Cyclicity in Agree: Maximal projections as probes
Cyclic Agree (Rezac 2003; Béjar & Rezac 2009) has been proposed to account for why a probe can agree with DPs in both its complement and specifier in agreement displacement. When an unsatisfied probe reprojects, its search space (i.e. its c-command domain) is cyclically expanded to include the specifier. The result is that Spec-Head agreement is still Agree under c-command -- the specifier is in the c-command domain of the intermediate level projection. In Bare Phrase Structure (BPS; Chomsky 1995), there is no distinction between head, bar, and phrase levels.
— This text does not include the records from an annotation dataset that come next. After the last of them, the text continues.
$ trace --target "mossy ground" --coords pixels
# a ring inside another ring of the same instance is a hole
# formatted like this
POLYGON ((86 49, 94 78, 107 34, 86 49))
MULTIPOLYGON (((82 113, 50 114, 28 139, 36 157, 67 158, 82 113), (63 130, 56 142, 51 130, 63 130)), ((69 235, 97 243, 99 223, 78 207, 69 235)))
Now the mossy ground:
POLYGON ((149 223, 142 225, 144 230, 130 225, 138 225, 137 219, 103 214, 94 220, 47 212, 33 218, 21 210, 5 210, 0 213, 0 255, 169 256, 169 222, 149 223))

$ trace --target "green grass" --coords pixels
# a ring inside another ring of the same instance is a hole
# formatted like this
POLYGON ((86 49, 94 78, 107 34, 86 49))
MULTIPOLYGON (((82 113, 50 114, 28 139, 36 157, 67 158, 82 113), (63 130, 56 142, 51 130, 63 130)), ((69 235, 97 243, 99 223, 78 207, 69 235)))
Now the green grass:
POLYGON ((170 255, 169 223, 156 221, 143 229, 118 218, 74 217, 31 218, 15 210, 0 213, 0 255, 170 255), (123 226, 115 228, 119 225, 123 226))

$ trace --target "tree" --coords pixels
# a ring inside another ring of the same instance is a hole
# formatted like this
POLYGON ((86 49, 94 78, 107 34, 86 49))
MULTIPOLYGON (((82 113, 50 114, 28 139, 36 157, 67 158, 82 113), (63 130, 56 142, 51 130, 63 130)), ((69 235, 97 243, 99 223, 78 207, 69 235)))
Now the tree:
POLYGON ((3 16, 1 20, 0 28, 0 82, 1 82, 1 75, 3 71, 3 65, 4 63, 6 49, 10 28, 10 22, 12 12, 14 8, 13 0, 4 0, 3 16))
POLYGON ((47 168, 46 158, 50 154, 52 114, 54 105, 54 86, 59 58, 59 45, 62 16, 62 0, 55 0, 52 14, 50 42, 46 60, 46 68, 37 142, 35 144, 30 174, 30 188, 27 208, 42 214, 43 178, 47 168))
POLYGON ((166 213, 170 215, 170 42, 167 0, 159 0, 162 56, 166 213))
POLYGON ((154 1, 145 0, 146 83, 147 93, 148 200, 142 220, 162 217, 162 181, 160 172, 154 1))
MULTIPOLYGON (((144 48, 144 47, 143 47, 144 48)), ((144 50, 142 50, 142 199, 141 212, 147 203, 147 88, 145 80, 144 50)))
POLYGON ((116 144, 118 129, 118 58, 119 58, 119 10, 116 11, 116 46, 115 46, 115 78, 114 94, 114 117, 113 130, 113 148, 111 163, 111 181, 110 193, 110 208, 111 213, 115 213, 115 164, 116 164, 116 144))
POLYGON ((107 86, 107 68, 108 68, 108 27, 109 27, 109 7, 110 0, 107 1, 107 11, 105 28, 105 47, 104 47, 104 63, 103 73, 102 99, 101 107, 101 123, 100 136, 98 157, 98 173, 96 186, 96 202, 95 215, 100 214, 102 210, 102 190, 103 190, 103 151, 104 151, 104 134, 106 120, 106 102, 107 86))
Therefore, a prediction of this type of account is that if a probe remains unsatisfied when it reprojects to form a maximal projection, that maximal projection should be able to probe its c-command domain through the same kind of cyclic expansion that makes Spec-Head agreement possible.
In this talk, which draws on data from original fieldwork, I argue on the basis of a pattern of an agreeing adjunct C in Amahuaca (Panoan; Peru) that this prediction of cyclic expansion is borne out. Adjunct C agrees with DPs in its own complement but also with matrix DPs. This is possible because the maximal projection of this high adjunct C can probe its c-command domain -- the matrix TP. This account based on cyclic expansion provides a straightforward way to capture this apparently non-local pattern of agreement without loosening the conditions on locality in Agree.
The Amahuaca data therefore provide support for a Cyclic Agree model and suggest that probe reprojection is fully generalizable and need not be limited to (what in non-BPS terms are) intermediate level projections. The strongest conclusion of such an account is that Agree always requires that the probe c-command the goal, with Spec-Head agreement and the type of apparent long-distance agreement seen in Amahuaca simply indicating cyclic expansion of the probe's domain.